Mile 12 Market: Foodstuff Depot Or Public Nuisance?
MILE 12 and its environs have become an open wound and a nuisance to commuters and residents alike. Sadly, it seems the more Nigerians cry out for urgent redress to be carried out in the area, the worse the situation becomes. Aside the heaps of refuse that litter almost everywhere in the market; the perennial traffic situation along the route is a source of anguish for many commuters.
Speaking with The Guardian, Dr. Shukurat Salisu-Olatunji, a public health doctor, warned that Mile 12 was a ticking health time bomb with the unabated, indiscriminate open dumping of refuse within an area with high human traffic and activity.
Salisu-Olatunji noted that if nothing was done quickly, it could lead to a spread of highly infectious diseases especially vector borne diseases and diseases spread from contamination of food and water.
“Diseases like cholera and salmonellosis could easily spread if a certain level of sanitation is not adhered to,” she added.
Mrs. Bose Akinpelu, a mother of three, trades on onions in the market. She told The Guardian that she doesn’t allow her children to come and stay with her in the market after school anymore after they fell ill several times from several infections. According to her, the traders keep the market as clean as humanly possible but the nature of the items sold there ensures that it couldn’t be clean all the time.
The market is notorious for causing heavy traffic on that axis. Sometimes, the traffic starts from before Owode-Onirin and ends as soon as you pass Kosofe, thereby making a journey of less than five minutes take over an hour. Meanwhile, the traffic eases up the moment you pass Kosofe with no impediments observed.
Miss Tolulope Kehinde works with a private firm at Ikeja. She told The Guardian that she usually leaves her home at 5:30am in a bid to avoid the Mile 12 traffic but no matter how early she leaves, she always encounters traffic there.
“The danfo buses and the traders are responsible for the traffic there. They block the service lanes, park on the express to pick passengers, thereby reducing a three-lane road to just one lane for other road users wade through,” she said.
Kehinde’s views were corroborated by many others interviewed by The Guardian who maintained that the danfo drivers break traffic rules and regulations at will.
Mr. Usman Mohammed blamed the situation on the LASTMA officials posted to the area alleging that they “encourage the danfo drivers in their brazen show of shame by allowing them park on the express to pick passengers after they had been ‘tipped’ by these drivers.”
He added: “The danfo drivers capitalise on the traffic that they usually cause and hike the cost of transport to astronomical heights.”
A bus driver who simply identified himself as Tayo said they usually stop on the express to pick passengers because there was nowhere else for them to park, adding that passengers usually stood by the express.
But Mrs. Bola Ajao, the Public Relations Officer (PRO) of LASMA faulted this claim in a telephone interview with The Guardian. She said the officials really tries their best, noting that the ratio of danfo buses to one officer is a yawning gap.
“The buses are definitely more than the officers and they are usually difficult to control. The officers are trained to do their duty but no one is orientating the drivers to obey laid down traffic laws and regulations,” she said.
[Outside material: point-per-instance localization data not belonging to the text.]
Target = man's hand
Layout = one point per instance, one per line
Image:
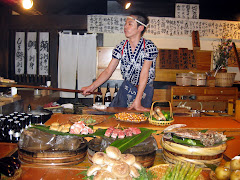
(86, 90)
(137, 106)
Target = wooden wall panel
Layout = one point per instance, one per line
(203, 60)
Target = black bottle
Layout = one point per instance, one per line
(17, 131)
(10, 131)
(98, 98)
(107, 98)
(115, 91)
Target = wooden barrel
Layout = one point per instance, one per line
(146, 159)
(54, 157)
(173, 152)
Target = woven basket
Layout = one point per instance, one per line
(225, 79)
(159, 171)
(157, 122)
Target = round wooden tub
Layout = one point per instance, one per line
(54, 157)
(145, 158)
(173, 152)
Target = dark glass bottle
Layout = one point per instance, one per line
(22, 123)
(26, 121)
(17, 131)
(107, 98)
(10, 131)
(115, 91)
(2, 129)
(98, 98)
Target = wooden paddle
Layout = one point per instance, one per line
(50, 88)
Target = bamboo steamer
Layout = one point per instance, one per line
(146, 159)
(54, 157)
(173, 152)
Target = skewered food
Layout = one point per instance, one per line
(114, 165)
(131, 117)
(115, 132)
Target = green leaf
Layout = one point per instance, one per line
(128, 142)
(230, 138)
(211, 166)
(99, 132)
(187, 141)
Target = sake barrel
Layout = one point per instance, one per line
(51, 157)
(199, 79)
(183, 79)
(173, 152)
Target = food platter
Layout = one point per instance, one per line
(160, 170)
(131, 117)
(88, 119)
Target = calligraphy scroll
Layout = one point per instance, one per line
(31, 53)
(164, 26)
(187, 11)
(43, 53)
(19, 52)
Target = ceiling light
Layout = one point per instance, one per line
(127, 5)
(27, 4)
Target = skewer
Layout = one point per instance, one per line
(50, 88)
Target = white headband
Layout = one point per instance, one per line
(138, 21)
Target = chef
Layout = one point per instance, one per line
(137, 56)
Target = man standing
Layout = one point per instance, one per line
(138, 58)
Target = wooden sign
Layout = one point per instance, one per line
(195, 40)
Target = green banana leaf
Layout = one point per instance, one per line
(128, 142)
(122, 144)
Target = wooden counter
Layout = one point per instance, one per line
(226, 124)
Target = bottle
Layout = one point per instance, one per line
(48, 81)
(98, 98)
(10, 131)
(107, 98)
(29, 108)
(115, 91)
(17, 131)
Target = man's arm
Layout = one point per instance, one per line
(142, 84)
(105, 75)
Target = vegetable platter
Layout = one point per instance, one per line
(160, 117)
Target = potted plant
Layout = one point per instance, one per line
(221, 54)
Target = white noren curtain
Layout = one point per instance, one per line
(77, 57)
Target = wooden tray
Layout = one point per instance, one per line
(57, 158)
(99, 119)
(132, 120)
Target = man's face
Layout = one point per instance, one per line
(130, 28)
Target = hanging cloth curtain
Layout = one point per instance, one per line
(87, 60)
(77, 55)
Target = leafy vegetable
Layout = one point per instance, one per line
(187, 141)
(128, 142)
(145, 175)
(99, 132)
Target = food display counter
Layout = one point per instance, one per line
(228, 125)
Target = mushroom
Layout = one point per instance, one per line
(98, 158)
(134, 172)
(128, 158)
(93, 169)
(137, 165)
(103, 174)
(121, 170)
(113, 152)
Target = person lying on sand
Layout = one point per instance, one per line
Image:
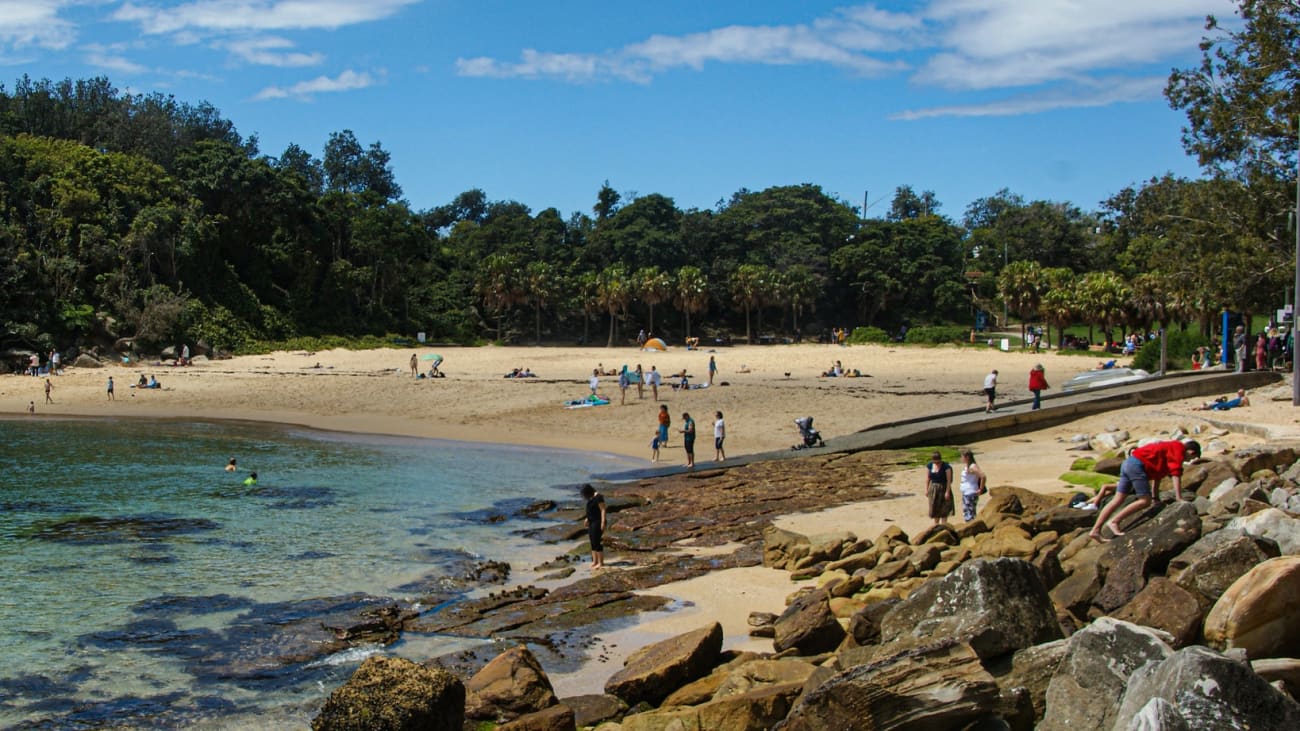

She faulted the claim that the officers desert the Mile 12 axis at night, saying a 24-hour shift is maintained by LASTMA because of the on-going road construction in the route.
The danfo drivers are not alone in causing traffic gridlock in the axis, as the trailers that come to drop goods in the market are equally culpable. The Guardian observed that most times, they park on the service lane. When the market is filled up, they simply stay put on the road waiting for the trailers inside to finish offloading their goods.
It was also observed that although a huge LAWMA truck is stationed just outside the fence of the market, some traders still dump do not care to drop their refuse properly.
The chairman, Mile 12 Market Perishables Association, Alhaji Haruna Mohammed, absolved his members of obstructing traffic in the area, stressing that Ketu was worse in his opinion. He noted that the danfo drivers should be held responsible for the constant traffic as they block the service lanes as well as the express, just to pick passengers.
Mohammed said that traders selling outside the market were not members of his association, as he would never allow such. He, however, alleged that “they always claim to pay their dues to some government officials and so feel they have a right to be there.”